The new Home Office policy disregards all of these ties, and plans to uproot people who have made a home here. This is to treat refugees like numbers, not human beings. Nor is it to look to the ‘greater’ (read ‘British’) good. British communities are sure to be fragmented by the abrupt, violent removal of some of their members. Furthermore, by denying refugees security, the policy also helps to create an underclass – a group of people forced constantly to look over their shoulder whilst life goes on around them. This is cruel, and it is not good for anyone. Refugees have much to contribute, and it is better for everyone to allow them to do so.

This occurs alongside other disturbing developments in immigration law: Brexit, and therefore the UK’s extraction from the jurisdiction of EU human rights law; and a plan to annul the Human Rights Act, removing us from the European Court of Human Rights (which is separate from the European Union – this has no intrinsic connection to ‘hard Brexit’). This is not a coincidence. Among other things, the Human Rights Act and ECHR protects family life. It looks to the personal ties that people have built in their new home, and it does regard them.
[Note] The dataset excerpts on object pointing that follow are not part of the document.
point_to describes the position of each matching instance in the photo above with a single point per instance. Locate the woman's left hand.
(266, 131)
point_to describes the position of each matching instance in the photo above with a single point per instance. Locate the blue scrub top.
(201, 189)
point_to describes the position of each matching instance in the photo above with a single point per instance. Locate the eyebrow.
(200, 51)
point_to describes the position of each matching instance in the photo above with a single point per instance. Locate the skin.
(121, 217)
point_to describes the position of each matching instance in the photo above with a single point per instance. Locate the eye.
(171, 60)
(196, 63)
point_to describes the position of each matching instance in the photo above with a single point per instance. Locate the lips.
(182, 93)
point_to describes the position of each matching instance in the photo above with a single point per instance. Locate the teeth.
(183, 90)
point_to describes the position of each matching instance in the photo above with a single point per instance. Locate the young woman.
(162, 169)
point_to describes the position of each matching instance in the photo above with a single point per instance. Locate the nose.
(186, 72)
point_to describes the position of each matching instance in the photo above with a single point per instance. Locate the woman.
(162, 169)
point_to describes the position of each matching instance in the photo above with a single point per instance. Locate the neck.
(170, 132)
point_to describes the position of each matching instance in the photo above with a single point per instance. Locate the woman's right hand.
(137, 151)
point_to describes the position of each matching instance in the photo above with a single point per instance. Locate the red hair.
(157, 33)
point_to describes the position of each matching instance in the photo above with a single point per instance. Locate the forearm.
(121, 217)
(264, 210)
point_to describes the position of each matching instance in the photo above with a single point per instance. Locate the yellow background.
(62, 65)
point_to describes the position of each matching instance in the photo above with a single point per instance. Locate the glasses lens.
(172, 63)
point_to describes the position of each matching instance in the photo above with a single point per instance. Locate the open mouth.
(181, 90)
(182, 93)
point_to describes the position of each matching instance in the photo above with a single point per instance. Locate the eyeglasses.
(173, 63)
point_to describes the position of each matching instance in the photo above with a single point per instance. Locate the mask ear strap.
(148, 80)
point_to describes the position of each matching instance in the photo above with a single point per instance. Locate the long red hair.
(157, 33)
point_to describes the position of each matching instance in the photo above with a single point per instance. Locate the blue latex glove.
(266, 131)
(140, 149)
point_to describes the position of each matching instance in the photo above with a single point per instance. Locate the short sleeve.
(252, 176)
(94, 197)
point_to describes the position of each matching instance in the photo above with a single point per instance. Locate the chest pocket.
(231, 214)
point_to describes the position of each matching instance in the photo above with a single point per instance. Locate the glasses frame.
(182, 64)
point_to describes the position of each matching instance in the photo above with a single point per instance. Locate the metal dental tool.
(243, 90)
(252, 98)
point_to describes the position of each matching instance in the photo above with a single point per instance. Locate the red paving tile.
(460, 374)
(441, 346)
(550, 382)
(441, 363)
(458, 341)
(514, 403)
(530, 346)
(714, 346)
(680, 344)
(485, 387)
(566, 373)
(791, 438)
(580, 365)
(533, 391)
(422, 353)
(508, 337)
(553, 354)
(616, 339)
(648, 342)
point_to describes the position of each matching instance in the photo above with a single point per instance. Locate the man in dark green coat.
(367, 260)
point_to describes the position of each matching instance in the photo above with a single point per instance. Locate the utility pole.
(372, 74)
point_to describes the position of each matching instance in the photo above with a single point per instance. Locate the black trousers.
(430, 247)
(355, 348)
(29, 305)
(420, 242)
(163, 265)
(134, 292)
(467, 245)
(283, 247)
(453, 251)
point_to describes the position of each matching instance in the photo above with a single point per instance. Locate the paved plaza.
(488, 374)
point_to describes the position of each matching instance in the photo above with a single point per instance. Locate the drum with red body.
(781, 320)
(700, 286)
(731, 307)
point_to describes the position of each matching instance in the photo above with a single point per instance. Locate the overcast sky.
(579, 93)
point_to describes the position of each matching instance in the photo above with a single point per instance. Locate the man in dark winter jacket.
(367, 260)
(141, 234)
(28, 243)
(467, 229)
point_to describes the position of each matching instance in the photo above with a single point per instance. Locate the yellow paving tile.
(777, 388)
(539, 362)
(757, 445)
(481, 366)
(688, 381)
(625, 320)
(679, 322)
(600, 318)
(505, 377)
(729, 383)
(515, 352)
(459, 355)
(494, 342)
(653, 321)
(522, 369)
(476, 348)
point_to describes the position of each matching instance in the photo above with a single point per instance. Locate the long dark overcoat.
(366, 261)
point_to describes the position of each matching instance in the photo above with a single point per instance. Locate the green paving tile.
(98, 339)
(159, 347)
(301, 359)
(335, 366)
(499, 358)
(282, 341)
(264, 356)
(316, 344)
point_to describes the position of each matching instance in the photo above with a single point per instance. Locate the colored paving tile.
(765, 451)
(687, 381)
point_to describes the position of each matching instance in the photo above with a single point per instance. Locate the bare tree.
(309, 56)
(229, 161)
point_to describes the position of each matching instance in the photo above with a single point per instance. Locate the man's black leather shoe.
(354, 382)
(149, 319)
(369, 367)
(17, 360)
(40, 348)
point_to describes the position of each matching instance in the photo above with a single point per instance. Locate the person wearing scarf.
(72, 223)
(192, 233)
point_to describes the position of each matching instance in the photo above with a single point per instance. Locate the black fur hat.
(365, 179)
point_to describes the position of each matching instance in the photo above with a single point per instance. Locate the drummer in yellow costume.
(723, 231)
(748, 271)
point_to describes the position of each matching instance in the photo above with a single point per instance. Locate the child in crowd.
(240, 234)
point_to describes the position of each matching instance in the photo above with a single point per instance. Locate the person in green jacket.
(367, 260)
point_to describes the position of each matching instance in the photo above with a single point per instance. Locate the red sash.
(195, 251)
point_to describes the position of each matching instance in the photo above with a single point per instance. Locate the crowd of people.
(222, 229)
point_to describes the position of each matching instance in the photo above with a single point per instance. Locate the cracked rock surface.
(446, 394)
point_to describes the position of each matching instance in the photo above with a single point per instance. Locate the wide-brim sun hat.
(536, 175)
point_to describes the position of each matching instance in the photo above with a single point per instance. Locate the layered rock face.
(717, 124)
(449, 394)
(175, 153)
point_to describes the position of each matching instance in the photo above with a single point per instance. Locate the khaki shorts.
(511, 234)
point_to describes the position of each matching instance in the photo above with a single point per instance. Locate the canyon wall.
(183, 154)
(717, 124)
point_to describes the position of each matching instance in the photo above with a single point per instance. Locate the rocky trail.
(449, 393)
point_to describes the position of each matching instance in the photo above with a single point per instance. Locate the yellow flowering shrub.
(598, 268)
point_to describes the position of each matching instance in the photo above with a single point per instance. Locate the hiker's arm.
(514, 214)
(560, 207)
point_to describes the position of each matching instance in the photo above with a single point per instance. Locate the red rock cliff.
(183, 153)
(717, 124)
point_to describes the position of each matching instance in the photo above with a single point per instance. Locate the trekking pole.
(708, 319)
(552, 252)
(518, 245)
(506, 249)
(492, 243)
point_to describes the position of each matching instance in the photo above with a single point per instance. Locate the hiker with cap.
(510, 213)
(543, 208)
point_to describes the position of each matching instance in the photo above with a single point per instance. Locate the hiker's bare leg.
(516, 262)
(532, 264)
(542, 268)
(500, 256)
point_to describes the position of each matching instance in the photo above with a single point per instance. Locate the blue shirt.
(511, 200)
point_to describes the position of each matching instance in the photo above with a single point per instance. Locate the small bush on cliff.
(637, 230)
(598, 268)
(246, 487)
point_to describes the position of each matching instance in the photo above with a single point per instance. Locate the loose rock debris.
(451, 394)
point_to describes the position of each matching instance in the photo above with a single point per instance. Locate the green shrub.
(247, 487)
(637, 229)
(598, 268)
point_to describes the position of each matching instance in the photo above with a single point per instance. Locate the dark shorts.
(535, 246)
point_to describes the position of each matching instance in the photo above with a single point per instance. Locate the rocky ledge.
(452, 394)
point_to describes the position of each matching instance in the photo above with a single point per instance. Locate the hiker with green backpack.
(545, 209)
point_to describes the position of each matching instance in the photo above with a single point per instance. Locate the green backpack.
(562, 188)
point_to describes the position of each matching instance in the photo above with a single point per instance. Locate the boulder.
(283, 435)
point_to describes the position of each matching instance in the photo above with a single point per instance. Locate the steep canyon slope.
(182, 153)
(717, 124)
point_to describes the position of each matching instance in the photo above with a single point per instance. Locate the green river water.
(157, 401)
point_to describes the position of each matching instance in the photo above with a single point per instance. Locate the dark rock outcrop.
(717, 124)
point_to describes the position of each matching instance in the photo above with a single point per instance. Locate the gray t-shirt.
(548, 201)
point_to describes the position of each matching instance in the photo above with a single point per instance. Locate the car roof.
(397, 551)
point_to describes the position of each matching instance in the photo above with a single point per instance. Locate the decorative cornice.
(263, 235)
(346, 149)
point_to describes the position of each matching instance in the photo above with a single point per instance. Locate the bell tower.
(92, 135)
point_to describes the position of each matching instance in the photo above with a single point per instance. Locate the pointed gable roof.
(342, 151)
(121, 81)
And what about refugees who actually marry British citizens and have children with them? Will they be allowed to stay? We should note the policy that make it hard for UK citizens’ foreign spouses to live in the UK – unless they’re well off. ‘Safe return review’ is part of a tightening network of policies that victimises refugees and other immigrants. This network will tear families apart.

We must stop this. There are a couple of things that we can do:

  1. Sign the petition to parliament to end ‘safe return review’ and deportation of refugees, and grant them automatic settlement.
  2. Campaign to protect the Human Rights Act and for the UK to stay in the European Court of Human Rights.